Salah satu daya tarik utama dari PTMSI Surakarta Cup 2026 adalah terciptanya ruang kompetisi yang inklusif. Turnamen ini tidak hanya diperuntukkan bagi atlet reguler, tetapi juga menjadi ajang try out bagi para pahlawan olahraga difabel dari National Paralympic Committee (NPC) Indonesia.

Di atas arena, atlet NPC bertanding satu meja dengan atlet non-difabel sesuai dengan klasifikasi dan divisi masing-masing. Panitia menyebutkan, atlet NPC yang turun gelanggang berasal dari berbagai level—mulai dari pemula hingga atlet level internasional (Divisi 2) yang tengah memanaskan mesin menuju ajang bergengsi seperti Asian Para Games.

"Untuk atlet NPC, kejuaraan ini sekaligus menjadi try out menuju event internasional serta sarana evaluasi dan verifikasi klasifikasi kemampuan setiap atlet," jelas perwakilan panitia.

Fakta Menarik PTMSI Surakarta Cup 2026:

  • Fokus Nomor Tunggal: Turnamen ini secara eksklusif mempertandingkan nomor tunggal.
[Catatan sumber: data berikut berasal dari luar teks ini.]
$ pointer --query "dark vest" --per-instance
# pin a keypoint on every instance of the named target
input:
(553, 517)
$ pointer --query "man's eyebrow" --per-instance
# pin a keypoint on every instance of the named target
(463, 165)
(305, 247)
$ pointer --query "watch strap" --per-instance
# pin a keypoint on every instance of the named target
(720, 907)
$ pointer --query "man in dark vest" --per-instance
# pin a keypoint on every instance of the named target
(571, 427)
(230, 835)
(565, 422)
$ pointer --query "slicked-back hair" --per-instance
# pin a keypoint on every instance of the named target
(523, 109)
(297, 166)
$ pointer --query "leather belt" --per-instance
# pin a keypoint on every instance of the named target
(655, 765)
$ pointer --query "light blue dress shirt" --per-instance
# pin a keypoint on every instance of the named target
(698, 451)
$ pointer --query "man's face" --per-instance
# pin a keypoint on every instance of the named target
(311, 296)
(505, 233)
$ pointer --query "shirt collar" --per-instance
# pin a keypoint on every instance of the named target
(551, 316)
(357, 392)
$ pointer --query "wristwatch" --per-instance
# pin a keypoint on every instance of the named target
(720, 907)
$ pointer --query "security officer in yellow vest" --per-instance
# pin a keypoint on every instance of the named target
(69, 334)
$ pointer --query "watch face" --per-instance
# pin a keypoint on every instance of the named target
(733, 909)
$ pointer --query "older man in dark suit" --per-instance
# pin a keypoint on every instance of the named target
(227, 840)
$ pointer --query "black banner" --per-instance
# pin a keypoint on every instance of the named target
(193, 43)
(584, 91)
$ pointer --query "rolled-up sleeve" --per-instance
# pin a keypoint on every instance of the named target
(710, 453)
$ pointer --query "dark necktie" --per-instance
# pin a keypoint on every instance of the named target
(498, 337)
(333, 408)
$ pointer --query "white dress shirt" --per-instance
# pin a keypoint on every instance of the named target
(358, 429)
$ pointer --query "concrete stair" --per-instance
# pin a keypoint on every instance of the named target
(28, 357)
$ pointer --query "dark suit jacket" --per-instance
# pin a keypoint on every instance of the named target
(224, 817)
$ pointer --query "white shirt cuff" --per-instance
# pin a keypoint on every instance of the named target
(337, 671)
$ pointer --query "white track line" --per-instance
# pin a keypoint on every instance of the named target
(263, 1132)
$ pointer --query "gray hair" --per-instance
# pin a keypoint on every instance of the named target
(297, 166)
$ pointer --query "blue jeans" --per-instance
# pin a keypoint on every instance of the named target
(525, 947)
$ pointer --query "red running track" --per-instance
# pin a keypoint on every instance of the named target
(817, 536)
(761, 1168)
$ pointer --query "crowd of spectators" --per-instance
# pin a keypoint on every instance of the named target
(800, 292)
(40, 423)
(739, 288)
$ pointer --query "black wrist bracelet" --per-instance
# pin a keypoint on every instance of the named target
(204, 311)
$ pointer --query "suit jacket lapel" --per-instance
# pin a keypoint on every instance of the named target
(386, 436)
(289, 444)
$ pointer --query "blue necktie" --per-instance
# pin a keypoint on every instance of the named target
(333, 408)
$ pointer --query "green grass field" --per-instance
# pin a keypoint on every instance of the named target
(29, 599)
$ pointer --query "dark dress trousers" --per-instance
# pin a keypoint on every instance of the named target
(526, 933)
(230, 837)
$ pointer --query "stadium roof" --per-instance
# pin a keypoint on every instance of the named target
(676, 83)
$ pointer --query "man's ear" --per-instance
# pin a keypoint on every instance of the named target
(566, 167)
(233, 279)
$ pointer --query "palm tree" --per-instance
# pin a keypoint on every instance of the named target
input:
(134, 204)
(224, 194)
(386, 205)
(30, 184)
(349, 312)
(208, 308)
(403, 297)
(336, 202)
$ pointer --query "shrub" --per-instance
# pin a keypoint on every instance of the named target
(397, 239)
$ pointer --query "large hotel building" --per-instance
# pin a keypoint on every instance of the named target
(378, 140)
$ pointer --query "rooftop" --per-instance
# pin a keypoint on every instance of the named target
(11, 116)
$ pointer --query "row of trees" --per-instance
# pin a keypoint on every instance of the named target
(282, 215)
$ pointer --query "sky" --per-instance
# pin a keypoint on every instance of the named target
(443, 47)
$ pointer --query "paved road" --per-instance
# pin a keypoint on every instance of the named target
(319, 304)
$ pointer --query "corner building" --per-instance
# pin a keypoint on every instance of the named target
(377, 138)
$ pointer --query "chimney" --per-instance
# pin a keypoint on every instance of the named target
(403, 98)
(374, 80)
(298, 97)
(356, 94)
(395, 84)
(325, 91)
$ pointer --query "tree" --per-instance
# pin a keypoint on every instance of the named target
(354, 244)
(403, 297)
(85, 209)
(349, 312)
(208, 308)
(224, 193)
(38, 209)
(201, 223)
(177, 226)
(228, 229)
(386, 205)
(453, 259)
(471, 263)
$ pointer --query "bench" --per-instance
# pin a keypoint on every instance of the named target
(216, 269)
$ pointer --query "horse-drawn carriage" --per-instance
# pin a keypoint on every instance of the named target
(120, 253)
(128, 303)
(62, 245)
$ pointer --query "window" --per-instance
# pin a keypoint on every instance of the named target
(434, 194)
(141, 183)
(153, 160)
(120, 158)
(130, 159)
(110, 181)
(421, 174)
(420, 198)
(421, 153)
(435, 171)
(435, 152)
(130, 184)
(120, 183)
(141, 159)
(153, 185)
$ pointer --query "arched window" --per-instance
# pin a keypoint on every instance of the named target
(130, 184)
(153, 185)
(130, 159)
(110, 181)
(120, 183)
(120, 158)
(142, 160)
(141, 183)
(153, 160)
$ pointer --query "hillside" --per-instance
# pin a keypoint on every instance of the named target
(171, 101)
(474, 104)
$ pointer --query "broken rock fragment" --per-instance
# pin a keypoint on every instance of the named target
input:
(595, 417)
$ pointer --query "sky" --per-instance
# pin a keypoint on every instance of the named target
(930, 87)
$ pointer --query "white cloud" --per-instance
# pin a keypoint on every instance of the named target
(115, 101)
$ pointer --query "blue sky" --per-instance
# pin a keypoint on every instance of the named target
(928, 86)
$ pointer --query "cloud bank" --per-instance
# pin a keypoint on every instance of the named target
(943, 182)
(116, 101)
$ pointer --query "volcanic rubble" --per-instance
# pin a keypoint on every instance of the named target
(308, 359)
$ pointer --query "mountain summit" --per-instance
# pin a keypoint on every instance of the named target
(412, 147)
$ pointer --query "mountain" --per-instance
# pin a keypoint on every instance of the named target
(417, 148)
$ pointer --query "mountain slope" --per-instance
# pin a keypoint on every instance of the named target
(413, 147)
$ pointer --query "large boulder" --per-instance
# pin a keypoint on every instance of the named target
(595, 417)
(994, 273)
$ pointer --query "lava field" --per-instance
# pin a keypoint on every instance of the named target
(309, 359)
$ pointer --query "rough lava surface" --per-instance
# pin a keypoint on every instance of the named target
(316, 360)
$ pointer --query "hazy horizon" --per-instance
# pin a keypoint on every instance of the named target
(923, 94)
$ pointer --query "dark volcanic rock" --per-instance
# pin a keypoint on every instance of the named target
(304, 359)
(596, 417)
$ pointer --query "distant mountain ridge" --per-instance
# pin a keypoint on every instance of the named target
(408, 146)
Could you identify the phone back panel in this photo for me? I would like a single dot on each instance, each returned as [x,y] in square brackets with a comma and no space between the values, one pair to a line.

Toni menilai, nomor ini adalah format paling ideal dan objektif untuk mengukur kemampuan teknis, strategi, dan mental individu tanpa dipengaruhi kualitas pasangan.

  • Total Hadiah Jutaan Rupiah: Para atlet memperebutkan total hadiah uang pembinaan lebih dari Rp4 juta.

  • Sistem Promosi Divisi yang Adil: Tidak ada zona nyaman. Atlet yang berprestasi di divisinya wajib naik kelas di turnamen berikutnya agar iklim kompetisi tetap sehat dan kompetitif.

  • Ajang Regenerasi (Popda): Turnamen ini juga disisipi misi pembinaan usia dini dengan hadirnya sejumlah atlet pelajar yang tengah bersiap menuju Pekan Olahraga Pelajar Daerah (Popda).
Melihat antusiasme peserta yang luar biasa, PTMSI Surakarta optimistis akan lahir bibit-bibit unggul baru dari ajang ini. Ke depannya, PTMSI berkomitmen untuk menjadikan turnamen ini sebagai agenda rutin.

"Kami berharap semua peserta bertanding dengan menjunjung tinggi sportivitas. Jangan takut naik divisi ketika prestasi meningkat. Kompetisi akan semakin menarik apabila semua pemain berani bersaing secara sehat," tutup Toni.